Deprioritising equity, bolstering transparency, banishing indecision, and ditching incremental EPR-related digitisation were among the suggestions at a Rewired panel on advancing digital healthcare transformation.

At an animated and deliberately opinionated session, titled the Rewired Big Debate, four leaders shared the radical changes they felt would make the biggest difference to digital transformation.

Rishi Das-Gupta, chief executive of the Health Innovation Network, said tackling inequality was “really important” but suggested the way in which it is currently approached “is a real brake on innovation”.
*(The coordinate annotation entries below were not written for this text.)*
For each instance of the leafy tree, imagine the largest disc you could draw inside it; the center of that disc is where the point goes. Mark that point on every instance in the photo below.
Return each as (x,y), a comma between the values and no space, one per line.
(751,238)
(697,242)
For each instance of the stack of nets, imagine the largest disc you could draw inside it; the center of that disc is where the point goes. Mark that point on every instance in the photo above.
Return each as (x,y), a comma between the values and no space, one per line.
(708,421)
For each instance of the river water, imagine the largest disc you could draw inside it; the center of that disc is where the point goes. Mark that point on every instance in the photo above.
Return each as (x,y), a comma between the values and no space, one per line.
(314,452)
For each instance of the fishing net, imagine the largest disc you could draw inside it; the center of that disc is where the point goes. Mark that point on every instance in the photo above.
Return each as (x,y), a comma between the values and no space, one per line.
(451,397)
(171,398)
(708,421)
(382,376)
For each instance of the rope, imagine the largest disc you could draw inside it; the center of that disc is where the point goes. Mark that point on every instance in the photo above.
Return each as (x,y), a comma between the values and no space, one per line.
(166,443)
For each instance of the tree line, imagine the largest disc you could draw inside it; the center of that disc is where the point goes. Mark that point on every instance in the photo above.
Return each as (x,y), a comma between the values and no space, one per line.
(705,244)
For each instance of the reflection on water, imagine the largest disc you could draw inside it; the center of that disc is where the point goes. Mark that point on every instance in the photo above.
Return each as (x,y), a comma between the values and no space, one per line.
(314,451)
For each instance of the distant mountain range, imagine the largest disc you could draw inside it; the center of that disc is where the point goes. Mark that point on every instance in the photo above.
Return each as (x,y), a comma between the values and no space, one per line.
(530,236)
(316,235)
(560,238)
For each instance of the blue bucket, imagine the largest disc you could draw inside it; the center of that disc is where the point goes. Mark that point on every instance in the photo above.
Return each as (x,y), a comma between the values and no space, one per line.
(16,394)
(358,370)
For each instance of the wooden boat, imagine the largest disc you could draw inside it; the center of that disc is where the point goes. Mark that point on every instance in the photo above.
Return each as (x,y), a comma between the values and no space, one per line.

“A lot of time is spent [trying to ensure that] anything we put in is as fair as possible. That is absolutely the right spirit to be coming from; we definitely shouldn’t do things that we think are going to deliberately broaden health inequality.

“But we could be saying, well, actually, we’ve got a new system that serves certain people, and that means freeing up resources that can then be used elsewhere. [We could avoid] getting too deeply into saying anything new has to be completely level across the board.”

The current approach is symptomatic of a broader risk-averseness that often stifles innovation, Das-Gupta said.

Indecision by default

“Unfortunately, despite all the enthusiasm and innovation at conferences like this, often indecision is the decision [on digital innovation],” added Nadine Hachach-Haram, consultant plastic surgeon and director of clinical innovation and strategic partnerships at Guy’s and St Thomas’ NHS Foundation Trust.

“What you find is the default is indecision,” said Hachach-Haram, who is also the founder of Proximie, a firm seeking to increase digitisation in operating theatres.

“No-one is going to get fired for not making a decision or for going to the standard big tech companies. But someone is worried that they could get fired if they bring in an amazing, innovative company that changes how care is delivered.”

Haris Shuaib, founder of Newton’s Tree – a startup focused on large scale AI transformation in health and care – said the NHS was “closed by nature and by default”. He urged “radical transparency”, not least to encourage the more reliable sharing of best practice.

“Forget about the EHR”

For Jacob Haddad, co-founder and chief executive of Accurx, that best practice would go far beyond a focus on the implementation of electronic records.

“We need to forget about the EHR,” said Haddad when asked for his radical ideas on how to advance transformation through digital. “They’re not going to answer all our problems, they’re not going to do the transformation. Most of the EHR implementation is taking what was done on paper and putting it on the screen.

“When the dust settles, and these EHRs are implemented, I think we’re starting to see trusts start realising that the productivity gains haven’t come through.

“Don’t get me wrong – you need an EHR. But that can’t be the holy grail of what we’re aiming for. It’s pure foundation.”